The amount of liquid milk consumed per person in the U.S. has tumbled more than 40% since 1975. Americans drank around 24 gallons a year in 1996, according to government data. That dropped to 17 gallons in 2018.
As milk consumption has fallen, dairy farms have closed their doors. In court filings, Borden says 2,730 U.S. dairy farms have gone out of business in the last 18 months alone. The remaining farms can command higher prices, but that pinches Borden, which can't charge consumers more because of pressure from big competitors like Walmart.

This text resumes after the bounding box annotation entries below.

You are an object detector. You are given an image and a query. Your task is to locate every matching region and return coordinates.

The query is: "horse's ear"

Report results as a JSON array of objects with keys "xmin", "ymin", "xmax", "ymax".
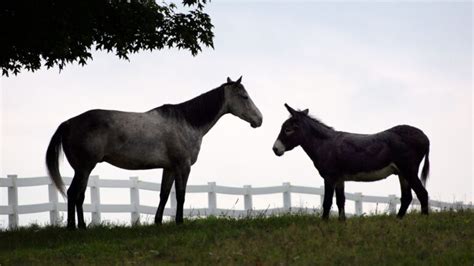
[{"xmin": 285, "ymin": 103, "xmax": 296, "ymax": 116}]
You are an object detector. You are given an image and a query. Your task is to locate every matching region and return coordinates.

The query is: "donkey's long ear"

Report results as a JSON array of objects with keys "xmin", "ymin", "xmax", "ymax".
[{"xmin": 285, "ymin": 103, "xmax": 296, "ymax": 116}]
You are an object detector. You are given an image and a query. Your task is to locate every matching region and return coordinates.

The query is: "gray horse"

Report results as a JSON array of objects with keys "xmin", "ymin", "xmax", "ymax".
[{"xmin": 46, "ymin": 77, "xmax": 262, "ymax": 229}]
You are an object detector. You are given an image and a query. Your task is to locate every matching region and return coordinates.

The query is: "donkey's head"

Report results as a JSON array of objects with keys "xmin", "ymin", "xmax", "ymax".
[
  {"xmin": 224, "ymin": 77, "xmax": 263, "ymax": 128},
  {"xmin": 273, "ymin": 103, "xmax": 308, "ymax": 156}
]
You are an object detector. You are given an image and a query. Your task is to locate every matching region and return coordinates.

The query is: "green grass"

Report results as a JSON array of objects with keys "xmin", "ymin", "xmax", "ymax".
[{"xmin": 0, "ymin": 211, "xmax": 474, "ymax": 266}]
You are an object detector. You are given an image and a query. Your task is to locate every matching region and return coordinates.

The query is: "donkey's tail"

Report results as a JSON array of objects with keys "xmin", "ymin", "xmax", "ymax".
[
  {"xmin": 46, "ymin": 123, "xmax": 66, "ymax": 197},
  {"xmin": 421, "ymin": 144, "xmax": 430, "ymax": 186}
]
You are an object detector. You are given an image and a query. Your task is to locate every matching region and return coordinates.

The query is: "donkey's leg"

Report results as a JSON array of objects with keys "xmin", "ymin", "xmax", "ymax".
[
  {"xmin": 336, "ymin": 181, "xmax": 346, "ymax": 221},
  {"xmin": 322, "ymin": 180, "xmax": 334, "ymax": 220},
  {"xmin": 176, "ymin": 165, "xmax": 191, "ymax": 224},
  {"xmin": 408, "ymin": 174, "xmax": 428, "ymax": 215},
  {"xmin": 155, "ymin": 169, "xmax": 174, "ymax": 224},
  {"xmin": 397, "ymin": 175, "xmax": 413, "ymax": 219}
]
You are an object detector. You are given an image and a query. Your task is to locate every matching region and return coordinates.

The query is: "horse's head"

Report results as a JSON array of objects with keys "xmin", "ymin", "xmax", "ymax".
[
  {"xmin": 224, "ymin": 77, "xmax": 263, "ymax": 128},
  {"xmin": 273, "ymin": 103, "xmax": 308, "ymax": 156}
]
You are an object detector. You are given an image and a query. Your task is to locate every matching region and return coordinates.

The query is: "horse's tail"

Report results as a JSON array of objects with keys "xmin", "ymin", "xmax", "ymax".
[
  {"xmin": 46, "ymin": 123, "xmax": 66, "ymax": 197},
  {"xmin": 421, "ymin": 142, "xmax": 430, "ymax": 186}
]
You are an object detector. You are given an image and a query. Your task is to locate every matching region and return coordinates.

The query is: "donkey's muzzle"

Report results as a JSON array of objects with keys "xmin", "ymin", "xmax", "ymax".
[
  {"xmin": 273, "ymin": 147, "xmax": 283, "ymax": 156},
  {"xmin": 250, "ymin": 118, "xmax": 263, "ymax": 128}
]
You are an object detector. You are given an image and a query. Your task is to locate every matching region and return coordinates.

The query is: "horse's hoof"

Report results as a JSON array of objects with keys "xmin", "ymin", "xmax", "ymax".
[
  {"xmin": 66, "ymin": 224, "xmax": 76, "ymax": 231},
  {"xmin": 77, "ymin": 224, "xmax": 87, "ymax": 230}
]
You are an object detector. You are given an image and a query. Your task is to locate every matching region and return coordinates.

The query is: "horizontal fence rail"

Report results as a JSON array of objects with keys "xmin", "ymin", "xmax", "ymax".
[{"xmin": 0, "ymin": 175, "xmax": 474, "ymax": 228}]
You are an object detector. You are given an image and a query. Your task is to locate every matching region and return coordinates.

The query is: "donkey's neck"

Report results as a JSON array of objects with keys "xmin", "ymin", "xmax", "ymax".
[
  {"xmin": 159, "ymin": 86, "xmax": 227, "ymax": 136},
  {"xmin": 301, "ymin": 124, "xmax": 337, "ymax": 167}
]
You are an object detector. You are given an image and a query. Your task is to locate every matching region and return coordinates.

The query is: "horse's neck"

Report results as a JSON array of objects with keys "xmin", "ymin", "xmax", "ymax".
[{"xmin": 196, "ymin": 106, "xmax": 229, "ymax": 137}]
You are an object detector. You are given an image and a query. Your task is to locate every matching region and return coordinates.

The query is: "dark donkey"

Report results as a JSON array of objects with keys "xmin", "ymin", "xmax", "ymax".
[
  {"xmin": 46, "ymin": 77, "xmax": 262, "ymax": 228},
  {"xmin": 273, "ymin": 104, "xmax": 430, "ymax": 219}
]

Walmart opened its own milk processing plant in Indiana in 2018.
Between January 2019 and Dec. 7, Borden Dairy had a net loss of $42.4 million, up from $14.6 million in 2018. The company generated $1.18 billion in net sales. Borden tried to revive sales last year by relaunching its iconic mascot Elsie, the smiling cow that first appeared on milk cartons in the 1930s.
In 2009, Borden Dairy acquired Dairy Fresh, which had a milk bottling plant in Baker since 1985. The Plank Road plant near Baton Rouge was closed in 2013, affecting 40 employees at the time, as the company consolidated operations at its Lafayette plant.
Also in 2013, Borden was spun off from Laguna Dairy S.A. de C.V., a multinational conglomerate based in Mexico. At the time, Laguna Dairy remained a "substantial" equity stakeholder in Borden.
In 2017, Washington D.C.-based ACON Investments LLC, a private equity firm, acquired Borden Dairy and recapitalized the business. At the same time, it secured new debt from GSO Capital Partners and PNC Bank.
ACON Dairy Investors LLC owns 46.7% of the business, while New Laguna LLC owns 49.3% of the company, bankruptcy records show. ACON chipped in $48.8 million while Laguna put up $51.4 million into Borden Dairy Co., records show. Sarsam put in $750,000 of capital as well, but owns about 3% of the company in aggregate.